Background: In the treatment of persistent rhinitis, the observed efficacy with intranasal steroids in clinical practice often falls short of that reported in clinical trials. We postulate that this could be due to patient non-compliance and thus designed this study to evaluate the impact of patient compliance on the efficacy of treatment in patients with persistent rhinitis.
Methods: Sixty-three consecutive adult patients with allergic and non-allergic rhinitis, treated with intranasal triamcinolone acetonate, were included in the study. Compliance was determined both by direct questioning and by measuring the weight of medication consumed (WMC) after 30 days of therapy. Nasal symptom scores were used to determine treatment efficacy.
Results: Forty-nine patients (77.8%) reported a forgetfulness of using medication for a few times (1–5 times) during the treatment period.

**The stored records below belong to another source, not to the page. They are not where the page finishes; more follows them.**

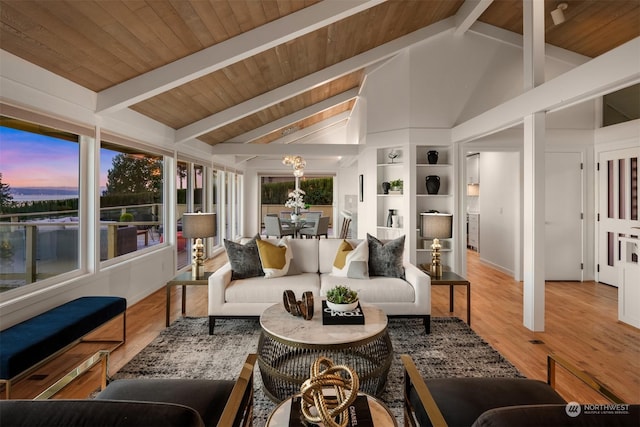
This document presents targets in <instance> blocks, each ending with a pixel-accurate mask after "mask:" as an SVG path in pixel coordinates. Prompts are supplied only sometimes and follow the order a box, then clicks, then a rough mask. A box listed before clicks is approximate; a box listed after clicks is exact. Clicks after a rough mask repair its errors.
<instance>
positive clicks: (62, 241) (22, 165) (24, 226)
mask: <svg viewBox="0 0 640 427" xmlns="http://www.w3.org/2000/svg"><path fill="white" fill-rule="evenodd" d="M83 138H84V137H83ZM80 139H81V137H80V136H78V135H76V134H73V133H69V132H65V131H62V130H60V129H54V128H51V127H46V126H41V125H38V124H34V123H29V122H25V121H21V120H17V119H13V118H8V117H0V152H1V153H2V155H0V292H6V291H11V290H14V289H17V288H22V287H24V286H25V285H28V284H32V283H35V282H39V281H42V280H45V279H48V278H51V277H55V276H58V275H61V274H63V273H67V272H71V271H74V270H77V269H79V268H80V266H79V234H80V233H79V228H80V227H79V226H80V220H79V217H80V215H79V212H78V200H79V194H80V178H79V175H80V173H79V170H80V169H79V168H80V166H79V164H80V160H79V159H80Z"/></svg>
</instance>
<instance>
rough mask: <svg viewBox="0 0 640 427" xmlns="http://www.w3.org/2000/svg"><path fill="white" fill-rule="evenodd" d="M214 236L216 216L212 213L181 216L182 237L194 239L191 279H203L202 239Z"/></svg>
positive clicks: (203, 276) (203, 247)
mask: <svg viewBox="0 0 640 427" xmlns="http://www.w3.org/2000/svg"><path fill="white" fill-rule="evenodd" d="M215 235H216V214H214V213H200V212H199V213H185V214H184V215H183V216H182V236H183V237H186V238H192V239H195V242H194V244H193V248H192V253H193V262H192V263H191V278H192V279H193V280H199V279H202V278H204V244H202V239H203V238H206V237H213V236H215Z"/></svg>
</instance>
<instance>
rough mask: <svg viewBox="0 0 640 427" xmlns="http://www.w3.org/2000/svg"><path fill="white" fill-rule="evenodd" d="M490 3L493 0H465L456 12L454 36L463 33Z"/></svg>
mask: <svg viewBox="0 0 640 427" xmlns="http://www.w3.org/2000/svg"><path fill="white" fill-rule="evenodd" d="M491 3H493V0H466V1H465V2H464V3H463V4H462V6H460V9H458V12H456V30H455V31H454V32H453V34H454V35H455V36H461V35H462V34H464V33H465V32H466V31H467V30H468V29H469V28H470V27H471V25H473V23H474V22H476V21H477V20H478V18H479V17H480V15H482V13H483V12H484V11H485V10H487V8H488V7H489V6H491Z"/></svg>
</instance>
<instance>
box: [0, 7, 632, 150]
mask: <svg viewBox="0 0 640 427" xmlns="http://www.w3.org/2000/svg"><path fill="white" fill-rule="evenodd" d="M317 3H318V0H267V1H257V0H246V1H245V0H227V1H224V0H210V1H204V0H193V1H187V0H109V1H103V0H93V1H91V0H83V1H75V0H68V1H60V0H40V1H31V0H2V1H0V25H1V29H0V47H1V48H2V49H4V50H6V51H8V52H10V53H12V54H14V55H16V56H19V57H21V58H23V59H25V60H27V61H29V62H31V63H34V64H36V65H39V66H40V67H43V68H45V69H47V70H49V71H51V72H53V73H55V74H58V75H60V76H62V77H64V78H66V79H69V80H71V81H73V82H75V83H77V84H79V85H81V86H84V87H86V88H87V89H90V90H92V91H95V92H98V93H100V92H102V91H104V90H107V89H109V88H113V87H115V86H117V85H119V84H121V83H123V82H126V81H128V80H130V79H132V78H135V77H138V76H143V75H145V73H149V72H151V71H153V70H157V69H158V68H160V67H163V66H166V65H167V64H171V63H173V62H174V61H178V60H182V59H184V58H188V57H190V56H191V55H194V54H195V53H197V52H201V51H202V50H203V49H206V48H209V47H211V46H215V45H218V44H220V43H222V42H225V41H230V40H231V41H232V40H234V38H237V37H238V36H239V35H241V34H244V33H246V32H249V31H251V30H254V29H256V28H259V27H261V26H263V25H265V24H268V23H272V22H277V21H278V20H281V19H283V18H285V17H287V16H289V15H292V14H295V13H296V12H299V11H301V10H303V9H305V8H308V7H312V6H314V5H315V4H317ZM463 3H464V0H422V1H416V0H413V1H409V0H406V1H399V0H398V1H386V2H382V3H380V4H377V3H376V4H375V5H373V6H372V7H369V8H368V9H366V10H363V11H360V12H358V13H355V14H352V15H350V16H346V17H344V18H341V19H339V20H336V21H335V22H332V23H329V24H328V25H325V26H322V27H320V28H318V29H315V30H313V31H311V32H308V33H305V34H302V35H299V36H296V37H292V38H291V39H290V40H288V41H286V42H285V43H282V44H279V45H277V46H275V47H271V48H268V49H265V50H262V51H260V52H259V53H256V54H254V55H252V56H249V57H247V58H245V59H243V60H240V61H237V62H235V63H232V64H230V65H227V66H225V67H222V68H221V69H218V70H216V71H213V72H211V73H208V74H206V75H203V76H200V77H198V78H195V79H193V80H190V81H186V82H184V83H182V84H180V85H177V86H176V87H172V88H170V89H169V90H166V91H164V92H162V93H158V94H154V95H153V96H150V97H146V99H143V100H141V101H139V102H134V103H132V104H131V105H129V108H131V109H133V110H135V111H137V112H139V113H141V114H144V115H146V116H148V117H150V118H152V119H154V120H157V121H159V122H161V123H163V124H165V125H167V126H170V127H172V128H174V129H176V130H180V129H183V128H185V127H186V126H189V125H193V124H194V123H197V122H199V121H201V120H203V119H206V118H207V117H211V116H212V115H216V114H219V113H221V112H225V111H228V110H229V109H231V108H233V107H235V106H238V105H240V104H242V103H246V102H247V101H249V100H252V99H255V98H256V97H258V96H260V95H264V94H267V93H269V92H270V91H274V90H275V89H278V88H282V87H284V86H285V85H287V84H290V83H292V82H296V81H299V79H302V78H304V77H305V76H310V75H312V74H314V73H317V72H319V71H321V70H325V69H327V68H328V67H331V66H333V65H336V64H339V63H341V62H342V61H345V60H348V59H349V58H352V57H354V56H356V55H358V54H361V53H363V52H367V51H369V50H371V49H373V48H375V47H378V46H381V45H383V44H385V43H387V42H389V41H392V40H395V39H397V38H399V37H401V36H404V35H406V34H409V33H411V32H413V31H416V30H418V29H421V28H424V27H427V26H429V25H431V24H433V23H436V22H438V21H441V20H443V19H446V18H449V17H451V16H454V15H455V14H456V13H457V12H458V10H459V9H460V7H461V6H462V5H463ZM558 3H559V2H558V1H556V0H545V7H546V10H547V11H550V10H552V9H554V8H555V7H556V6H557V4H558ZM565 3H567V5H568V7H567V9H566V10H565V11H564V14H565V17H566V19H567V21H566V22H565V23H563V24H561V25H554V24H553V22H552V20H551V17H550V15H549V13H547V14H545V19H546V29H547V32H546V40H547V42H548V43H550V44H552V45H555V46H558V47H561V48H564V49H568V50H571V51H573V52H577V53H579V54H581V55H585V56H588V57H596V56H598V55H601V54H603V53H605V52H607V51H609V50H611V49H613V48H615V47H617V46H619V45H621V44H622V43H624V42H626V41H629V40H631V39H633V38H635V37H638V35H640V0H565ZM479 20H480V21H482V22H485V23H487V24H491V25H494V26H497V27H500V28H503V29H506V30H509V31H512V32H515V33H519V34H522V1H521V0H494V1H493V3H491V5H490V6H489V7H488V8H487V9H486V10H485V11H484V12H483V13H482V15H481V16H480V18H479ZM256 43H259V41H256ZM364 76H365V70H363V69H360V70H356V71H352V72H350V73H347V74H346V75H336V76H334V77H330V78H327V79H326V81H324V82H323V83H322V84H319V85H315V86H313V87H308V88H307V89H306V90H304V91H301V92H299V93H295V94H292V95H291V96H289V97H288V98H287V99H283V100H281V101H279V102H277V103H274V104H273V105H265V106H264V107H263V108H258V109H256V111H253V112H251V113H250V114H243V115H241V116H240V117H237V118H235V119H232V120H227V121H226V122H225V123H223V124H221V125H219V126H216V127H215V128H213V129H208V130H207V131H206V132H204V133H202V134H200V135H199V136H198V139H200V140H201V141H204V142H206V143H208V144H210V145H215V144H218V143H223V142H227V141H233V140H234V138H237V137H239V136H241V135H246V134H247V133H249V132H251V131H253V130H255V129H260V128H263V127H266V126H267V125H268V124H269V123H273V122H274V121H276V120H282V119H283V118H286V117H289V116H290V115H292V114H294V113H295V112H297V111H300V110H303V109H305V108H308V107H312V106H313V105H317V104H318V103H319V102H322V101H326V100H328V99H330V98H332V97H335V96H336V95H339V94H342V93H344V92H346V91H349V90H352V89H354V88H358V87H359V86H360V84H361V83H362V81H363V78H364ZM354 104H355V101H354V100H353V99H348V100H341V101H337V103H336V104H335V105H331V106H329V107H327V108H324V109H322V110H321V111H316V112H314V113H313V114H312V115H310V116H309V117H304V118H297V119H295V120H293V121H291V122H287V123H286V124H284V125H282V126H278V127H276V128H275V129H269V130H268V131H266V133H265V134H263V135H255V136H254V137H253V139H252V140H250V141H247V142H254V143H269V142H273V141H275V140H277V139H279V138H281V137H282V135H284V133H285V129H289V130H290V129H303V128H305V127H308V126H311V125H315V124H318V123H320V122H322V121H323V120H325V119H328V118H330V117H333V116H336V115H340V114H344V113H345V111H350V110H351V109H352V108H353V105H354Z"/></svg>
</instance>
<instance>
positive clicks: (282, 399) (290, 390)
mask: <svg viewBox="0 0 640 427" xmlns="http://www.w3.org/2000/svg"><path fill="white" fill-rule="evenodd" d="M361 307H362V311H363V313H364V318H365V324H364V325H323V324H322V313H321V304H316V307H315V310H314V315H313V319H311V320H304V319H303V318H301V317H294V316H292V315H291V314H289V313H288V312H287V311H286V310H285V309H284V306H283V305H282V304H275V305H273V306H271V307H269V308H267V309H266V310H265V311H264V312H263V313H262V315H261V316H260V326H261V327H262V333H261V334H260V339H259V341H258V366H259V367H260V374H261V377H262V382H263V384H264V392H265V394H266V395H267V396H268V397H269V398H270V399H271V400H273V401H274V402H280V401H282V400H285V399H287V398H289V397H291V396H293V395H295V394H297V393H299V392H300V386H301V385H302V383H303V382H304V381H305V380H306V379H307V378H309V368H310V367H311V365H312V364H313V362H314V361H315V360H316V359H317V358H318V357H319V356H324V357H328V358H330V359H331V360H333V362H334V364H337V365H347V366H349V367H351V368H352V369H354V370H355V372H356V373H357V374H358V377H359V379H360V391H362V392H364V393H367V394H370V395H374V396H379V395H380V394H381V393H382V391H383V390H384V386H385V384H386V382H387V374H388V373H389V368H390V367H391V362H392V360H393V347H392V345H391V339H390V338H389V333H388V331H387V316H386V315H385V314H384V312H383V311H382V310H380V309H379V308H377V307H375V306H372V305H367V304H361Z"/></svg>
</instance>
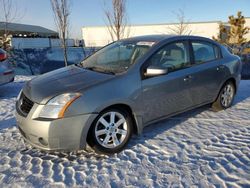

Less than 50% compliance was reported by one patient (1.6%) but detected in seven patients (11%) by WMC. There was a significant (P < 0.001) improvement in mean total symptom score before (7.45 ± 1.99) and after (3.59 ± 2.72) treatment in patients with WMC of at least 50%, but not when WMC was <50% (8.43 ± 1.72 vs 6.29 ± 2.43; P = 0.114). With >50% WMC, the positive predictive values for relief of each symptom were rhinorrhoea: 78%, nasal itch: 70%, nasal obstruction: 67% and sneezing: 65%.
Conclusion: Patients compliance has a significant impact on treatment efficacy with intranasal steroids. There is a discrepancy between reported and actual compliance. It is thus important to establish the actual compliance when evaluating patients who fail to respond to therapy.